So you trained your large language model on the entire sum of human knowledge available online, now what? Your model works well internally. If you prompt it to act like a sentient being, it does that scarily well. But how do you let everyone else in? How do you design a system that can serve thousands of concurrent users? That is where Model Inference comes in.
I first heard that word in HBO’s Silicon Valley when Gilfoyle talks about Son of Anton as their new Inference API. And the engineering behind it is fascinating.
But before we get into the optimizations and clever system design tricks, it helps to understand why inference is hard in the first place. Not “hard” in a vague sense, but hard in a specific, measurable, GPU-sits-idle-while-you-pay-for-it sense.
TL;DR
- LLMs generate one token at a time.
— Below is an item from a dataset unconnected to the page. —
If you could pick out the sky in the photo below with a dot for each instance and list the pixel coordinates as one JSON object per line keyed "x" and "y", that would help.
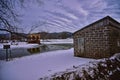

Every output is hundreds of sequential forward passes.
- Naive static batching wastes GPU compute on padding and idles on slow requests.
- Continuous batching (Orca) fixes throughput by processing iteration-by-iteration, not batch-by-batch.
- PagedAttention (vLLM) fixes memory by treating KV cache like OS virtual memory pages (near-zero fragmentation)
- A Scheduler, Memory Manager, and Engine form the tight loop that makes it all run.
Why Inference is Harder Than It Looks
When you prompt a language model, the output is generated one token at a time. The model does not produce the full response in a single forward pass. Each new token is generated by running the transformer again, with the entire context, i.e., your prompt plus all previously generated tokens, as input. The sequential, autoregressive nature is the root of almost every systems challenge in LLM serving.
Consider what happens on a single GPU: a user sends a prompt of 200 tokens, the model generates 300 tokens in response, one at a time, and each of those 300 forward passes must complete before the next begins. While this is happening, other users are waiting.

Now add more users. Longer contexts. Requests that vary wildly in both input length and output length. Suddenly, you are not doing ML anymore; you are doing OS work. Suddenly, the ML isn’t the hard part, but making the systems work is.
Memory Management. Scheduling. Concurrency. The model is almost incidental.
That is the problem inference engines exist to solve.
The Naive Implementation: Where It Breaks
The simplest possible serving strategy is static batching: collect a fixed number of requests, process them together as a batch, return results, repeat.
Static batching works. But it wastes enormous amounts of GPU capacity.
The padding problem. In a batch, every sequence must be padded to the length of the longest sequence. If one request generates 500 tokens and three others generate 50, you are doing 10x more computation than necessary for shorter requests. The GPU is doing real work to produce tokens that will be thrown away.

The head-of-line blocking problem. A batch cannot be completed until every sequence in it finishes. One slow request, a long generation, a complex prompt - holds up everything behind it. GPU utilization craters while the slow request finishes, even if the other sequences in the batch are long done.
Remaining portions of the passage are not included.